Le bras de fer était annoncé, il a bel et bien commencé.
Depuis le 8 septembre, huit des neuf organisations syndicales représentatives des services départementaux d'incendie et de secours (SDIS) ont enclenché un mouvement de grève nationale prévu pour durer six semaines, avec un point d'orgue fixé au 29 septembre à Paris, où une mobilisation d'ampleur est attendue. Un calendrier long, pensé pour peser sur les arbitrages budgétaires à venir plutôt que pour s'épuiser en un coup d'éclat.
Sur le fond, les revendications sont connues et documentées depuis plusieurs mois : les syndicats réclament la création de 21 000 postes de sapeurs-pompiers professionnels, un chiffre censé combler des effectifs jugés insuffisants au regard de la fréquence croissante des interventions.
Ils demandent également une refonte du financement des SDIS, aujourd'hui assumé à 59 % par les départements sur une enveloppe globale de 6 milliards d'euros — un déséquilibre que les collectivités locales dénoncent depuis longtemps, alors que leurs marges budgétaires se resserrent. S'y ajoute une exigence de reconnaissance médicale et statutaire : celle de l'usure professionnelle liée aux horaires atypiques et aux interventions physiquement éprouvantes, ainsi que celle de l'exposition répétée à des substances cancérigènes, notamment lors des feux, un sujet longtemps resté dans l'angle mort du dialogue social.
C'est précisément le jour du lancement de la grève, le 8 septembre, que le ministre de l'Intérieur Laurent Nuñez a choisi de présenter aux organisations syndicales son projet de loi de modernisation de la sécurité civile. Un calendrier resserré, puisque l'examen du texte à l'Assemblée nationale doit coïncider avec celui du budget 2027 — une manière, pour l'exécutif, de lier la réforme structurelle à la question, autrement plus sensible, des moyens financiers alloués.

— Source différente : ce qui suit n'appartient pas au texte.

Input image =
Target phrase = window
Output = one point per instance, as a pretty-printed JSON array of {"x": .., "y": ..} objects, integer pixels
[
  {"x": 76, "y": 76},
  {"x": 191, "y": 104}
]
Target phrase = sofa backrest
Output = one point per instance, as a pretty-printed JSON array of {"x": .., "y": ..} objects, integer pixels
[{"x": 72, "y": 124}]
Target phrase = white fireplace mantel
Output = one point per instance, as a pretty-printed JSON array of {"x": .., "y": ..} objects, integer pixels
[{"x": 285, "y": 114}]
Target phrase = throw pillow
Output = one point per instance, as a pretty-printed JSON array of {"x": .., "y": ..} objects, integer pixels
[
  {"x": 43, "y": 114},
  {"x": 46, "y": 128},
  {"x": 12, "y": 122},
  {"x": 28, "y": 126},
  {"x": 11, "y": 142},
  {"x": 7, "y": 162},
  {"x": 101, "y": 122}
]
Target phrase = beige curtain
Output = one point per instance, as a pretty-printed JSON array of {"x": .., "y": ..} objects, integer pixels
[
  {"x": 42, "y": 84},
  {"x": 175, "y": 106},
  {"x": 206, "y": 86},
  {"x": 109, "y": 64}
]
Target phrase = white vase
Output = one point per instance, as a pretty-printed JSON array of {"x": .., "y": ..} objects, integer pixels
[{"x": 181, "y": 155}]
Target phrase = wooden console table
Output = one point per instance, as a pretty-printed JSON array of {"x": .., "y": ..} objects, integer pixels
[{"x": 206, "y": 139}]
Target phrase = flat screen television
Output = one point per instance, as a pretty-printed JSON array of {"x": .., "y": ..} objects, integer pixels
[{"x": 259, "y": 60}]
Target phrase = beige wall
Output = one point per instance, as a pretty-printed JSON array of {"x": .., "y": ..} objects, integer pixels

Mais à l'issue de cette présentation, les syndicats n'ont pas caché leur déception, estimant n'avoir obtenu « aucune mesure concrète » face à l'urgence qu'ils décrivent sur le terrain.
Ce projet de loi est censé apporter une réponse politique à une crise de moyens que l'été des mégafeux a mise au grand jour, des Landes à l'Aude en passant par la Corse, où les services de secours ont été mis à rude épreuve par des feux plus fréquents, plus intenses et plus difficiles à circonscrire.
D'après les éléments qui circulent sur l'architecture du texte, celui-ci s'organiserait en plusieurs volets.
Un premier bloc, d'une dizaine d'articles, chercherait à clarifier le périmètre des missions confiées à la sécurité civile, pour mieux les faire correspondre aux besoins réels de la population, tout en renforçant le pilotage national des secours d'urgence — l'objectif affiché étant de gagner en lisibilité pour une politique publique aujourd'hui jugée éclatée entre de multiples acteurs.
Un deuxième volet, de taille comparable, s'attaquerait à la gouvernance et aux moyens humains des services d'incendie et de secours, avec l'ambition de moderniser le fonctionnement des SDIS et des établissements publics qui leur sont rattachés.
Un troisième ensemble, plus resserré, traiterait du continuum de sécurité et de la résilience collective face aux risques, en cherchant à impliquer davantage les citoyens eux-mêmes dans la prévention et la réaction aux crises.
Le volet consacré spécifiquement à la lutte contre les feux de forêt — sans doute le plus attendu compte tenu du contexte estival — resterait quant à lui en suspens. Sa rédaction dépendrait des conclusions de la mission parlementaire lancée par le Premier ministre Sébastien Lecornu, ce qui laisse penser que cette partie du texte pourrait encore évoluer sensiblement avant son dépôt définitif.
Reste que ce calage du calendrier législatif sur les débats budgétaires n'a rien d'anodin : c'est bien sur le nerf de la guerre — le financement pérenne des SDIS et la création de postes — que syndicats et gouvernement devront trouver un terrain d'entente.